Checkout completes on Stripe, the webhook issues a unique license key into the database and emails it, and the delivery page reads the paid session and shows the key plus a gated download. If the webhook is ever missed, the delivery page issues the key on the spot, so fulfillment never stalls. Downloads stream through a function that checks the paid session, so a direct link cannot be shared to bypass payment.

Requirements

What you need

  • A Cloudflare account with Pages and Functions. The whole API lives under functions/api as Pages Functions.
  • A D1 database, bound as DB, holding the products, licenses, activations and validations tables.
  • An R2 bucket, bound as ARTIFACTS, holding the paid product zips served through the gated download.
  • A Stripe account for Checkout and the webhook.
  • Optional: a KV namespace bound as RL for free-download rate limiting.
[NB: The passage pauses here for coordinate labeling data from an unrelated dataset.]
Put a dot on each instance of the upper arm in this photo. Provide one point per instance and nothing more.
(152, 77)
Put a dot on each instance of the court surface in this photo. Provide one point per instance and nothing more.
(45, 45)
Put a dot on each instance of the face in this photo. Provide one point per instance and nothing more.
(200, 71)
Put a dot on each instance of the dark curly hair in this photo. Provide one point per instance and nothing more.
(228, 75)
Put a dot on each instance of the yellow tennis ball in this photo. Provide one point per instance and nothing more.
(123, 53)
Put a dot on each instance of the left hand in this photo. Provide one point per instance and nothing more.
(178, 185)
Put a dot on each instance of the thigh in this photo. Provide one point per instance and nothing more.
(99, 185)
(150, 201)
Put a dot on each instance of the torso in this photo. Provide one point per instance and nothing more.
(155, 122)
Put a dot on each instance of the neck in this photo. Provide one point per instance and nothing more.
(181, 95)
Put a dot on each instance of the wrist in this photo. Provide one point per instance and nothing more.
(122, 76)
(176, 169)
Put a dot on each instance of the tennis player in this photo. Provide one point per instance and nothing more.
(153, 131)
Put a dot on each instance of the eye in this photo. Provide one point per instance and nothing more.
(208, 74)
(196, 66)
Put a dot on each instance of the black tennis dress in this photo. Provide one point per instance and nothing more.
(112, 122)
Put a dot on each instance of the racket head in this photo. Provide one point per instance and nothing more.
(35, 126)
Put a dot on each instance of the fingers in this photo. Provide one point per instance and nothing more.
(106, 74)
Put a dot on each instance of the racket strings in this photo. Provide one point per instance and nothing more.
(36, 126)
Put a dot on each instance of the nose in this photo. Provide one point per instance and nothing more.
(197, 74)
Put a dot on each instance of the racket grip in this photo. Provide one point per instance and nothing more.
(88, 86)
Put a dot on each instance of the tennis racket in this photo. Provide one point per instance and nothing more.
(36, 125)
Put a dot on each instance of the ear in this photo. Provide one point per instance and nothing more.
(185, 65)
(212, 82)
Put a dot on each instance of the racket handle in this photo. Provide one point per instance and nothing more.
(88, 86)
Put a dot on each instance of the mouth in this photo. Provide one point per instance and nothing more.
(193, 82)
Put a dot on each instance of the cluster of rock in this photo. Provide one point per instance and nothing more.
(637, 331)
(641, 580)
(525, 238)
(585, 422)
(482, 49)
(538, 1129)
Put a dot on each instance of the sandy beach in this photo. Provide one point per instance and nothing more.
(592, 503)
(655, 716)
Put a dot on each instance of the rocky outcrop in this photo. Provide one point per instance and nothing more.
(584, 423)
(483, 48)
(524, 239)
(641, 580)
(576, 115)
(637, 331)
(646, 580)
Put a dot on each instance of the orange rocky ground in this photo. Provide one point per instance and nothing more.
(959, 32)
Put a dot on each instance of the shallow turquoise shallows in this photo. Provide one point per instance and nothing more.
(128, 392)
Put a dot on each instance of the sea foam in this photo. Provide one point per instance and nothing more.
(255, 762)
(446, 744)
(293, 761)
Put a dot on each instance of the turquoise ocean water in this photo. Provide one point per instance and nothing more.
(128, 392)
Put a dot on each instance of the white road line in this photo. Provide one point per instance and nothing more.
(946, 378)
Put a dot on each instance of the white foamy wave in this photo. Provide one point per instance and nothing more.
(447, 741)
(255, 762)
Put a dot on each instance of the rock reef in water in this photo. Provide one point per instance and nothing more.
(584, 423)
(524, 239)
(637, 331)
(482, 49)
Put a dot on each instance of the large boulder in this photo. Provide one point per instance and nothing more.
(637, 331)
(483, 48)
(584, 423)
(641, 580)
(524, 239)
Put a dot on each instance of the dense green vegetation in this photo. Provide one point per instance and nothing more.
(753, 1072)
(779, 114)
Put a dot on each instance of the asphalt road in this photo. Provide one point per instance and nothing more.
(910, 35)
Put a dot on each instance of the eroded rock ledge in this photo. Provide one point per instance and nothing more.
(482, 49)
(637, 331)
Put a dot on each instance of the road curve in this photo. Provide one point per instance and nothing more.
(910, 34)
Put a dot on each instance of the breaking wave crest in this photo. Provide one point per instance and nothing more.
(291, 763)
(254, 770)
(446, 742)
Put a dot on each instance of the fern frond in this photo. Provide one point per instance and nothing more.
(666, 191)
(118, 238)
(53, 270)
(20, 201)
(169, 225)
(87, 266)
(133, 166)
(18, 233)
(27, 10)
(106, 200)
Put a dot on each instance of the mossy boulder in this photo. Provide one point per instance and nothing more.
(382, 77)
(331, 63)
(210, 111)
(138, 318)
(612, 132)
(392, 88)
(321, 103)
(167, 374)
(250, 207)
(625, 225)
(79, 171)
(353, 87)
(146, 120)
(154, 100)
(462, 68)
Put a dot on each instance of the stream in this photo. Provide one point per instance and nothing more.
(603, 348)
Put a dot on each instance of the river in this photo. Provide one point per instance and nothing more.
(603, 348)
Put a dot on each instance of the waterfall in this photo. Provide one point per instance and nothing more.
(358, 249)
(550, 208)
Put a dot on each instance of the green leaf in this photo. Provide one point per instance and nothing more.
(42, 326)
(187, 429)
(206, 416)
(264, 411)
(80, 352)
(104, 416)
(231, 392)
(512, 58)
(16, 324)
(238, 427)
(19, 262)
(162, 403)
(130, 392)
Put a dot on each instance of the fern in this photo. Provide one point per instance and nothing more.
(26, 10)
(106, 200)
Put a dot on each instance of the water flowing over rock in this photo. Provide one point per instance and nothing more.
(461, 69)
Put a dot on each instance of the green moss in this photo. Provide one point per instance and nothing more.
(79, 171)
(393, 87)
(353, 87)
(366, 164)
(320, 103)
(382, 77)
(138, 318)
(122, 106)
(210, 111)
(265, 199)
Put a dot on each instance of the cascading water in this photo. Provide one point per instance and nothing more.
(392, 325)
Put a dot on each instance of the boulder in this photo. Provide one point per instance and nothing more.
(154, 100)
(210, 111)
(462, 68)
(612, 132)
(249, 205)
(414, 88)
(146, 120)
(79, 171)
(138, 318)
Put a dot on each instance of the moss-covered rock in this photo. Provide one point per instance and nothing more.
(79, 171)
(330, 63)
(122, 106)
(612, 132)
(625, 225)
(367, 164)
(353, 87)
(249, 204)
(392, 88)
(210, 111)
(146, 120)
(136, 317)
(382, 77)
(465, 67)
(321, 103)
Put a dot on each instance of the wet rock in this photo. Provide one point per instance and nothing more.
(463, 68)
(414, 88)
Secrets are set on the Pages project, never committed to the repo: STRIPE_SECRET_KEY, STRIPE_WEBHOOK_SECRET, LICENSE_SIGNING_SECRET, SITE_URL, and optionally MAIL_SEND_URL, MAIL_SEND_TOKEN, MAIL_FROM for email delivery.

Download secrets follow a fixed naming rule: DL_ plus the product's download_key, uppercased with dashes turned to underscores. For example, download_key al-license-zip reads from env DL_AL_LICENSE_ZIP. Paid entries hold an ARTIFACTS object key; the free entry can hold a plain URL.

Setup outline

Each function, by name

  • catalog.js GET /api/catalog. The public product list. Reads active SKUs from the products table when D1 is bound, falls back to a static list otherwise, and never exposes download keys.
  • checkout.js POST /api/checkout. Creates a Stripe Checkout Session for a SKU. The price and name always come from the server-side catalog, never the request body, and it refuses to sell any SKU whose DL_ artifact secret is not yet provisioned. Each request carries a per-request Idempotency-Key header to Stripe, so a retried click cannot create a duplicate session.
  • webhook.js POST /api/webhook. The Stripe webhook. On a paid checkout.session.completed event it issues a license key into D1 and emails it. It verifies the Stripe signature itself, HMAC-SHA256 with a 300 second replay tolerance, and is idempotent, a redelivered event reuses the same key.
  • download.js GET /api/download. Streams the private artifact. Free SKUs download openly; paid SKUs must present a paid Stripe session whose metadata SKU matches before anything streams. A successful stream sets Content-Disposition to attachment with a sku.zip filename and Cache-Control to no-store.
  • free.js POST /api/free. The free lead-magnet path. Issues a free-tier key for a free SKU with no payment, returns the key and the download link, and optionally emails it. Soft per-IP rate limiting (5 issues per hour) applies only if the RL binding is present.
  • order.js GET /api/order. What the delivery page calls after checkout. Verifies the Stripe session is paid, then issues the license key idempotently and returns it with the download link and a managed-hosting link, the safety net if the webhook was missed.

After checkout

What the delivery page gets back

The delivery page calls GET /api/order with the Stripe session id and renders whatever comes back: the key, the product, the download link, and a managed-hosting link.

GET /api/order?session_id=cs_...

# { "ok": true, "key": "APLU-...", "product": "al-store", "product_name": "AL Store Platform",
#   "tier": "standard", "max_activations": 1, "email": "[email protected]",
#   "download_url": "/api/download?sku=al-store&session_id=cs_...", "managed_url": "..." }

What you deploy

A Cloudflare Pages project

The project deploys as a Cloudflare Pages site with Functions, bound to a D1 database for the license tables and to an R2 bucket for the paid product artifacts. It pairs with AL License System for the underlying validate API, and every sale mints a key the same way this store does.

A checkout that is not yet ready to sell fails closed: a global enable flag and the per-SKU artifact guard in checkout.js both have to pass before a buyer can be charged, so a purchase can never outrun what the server can actually deliver.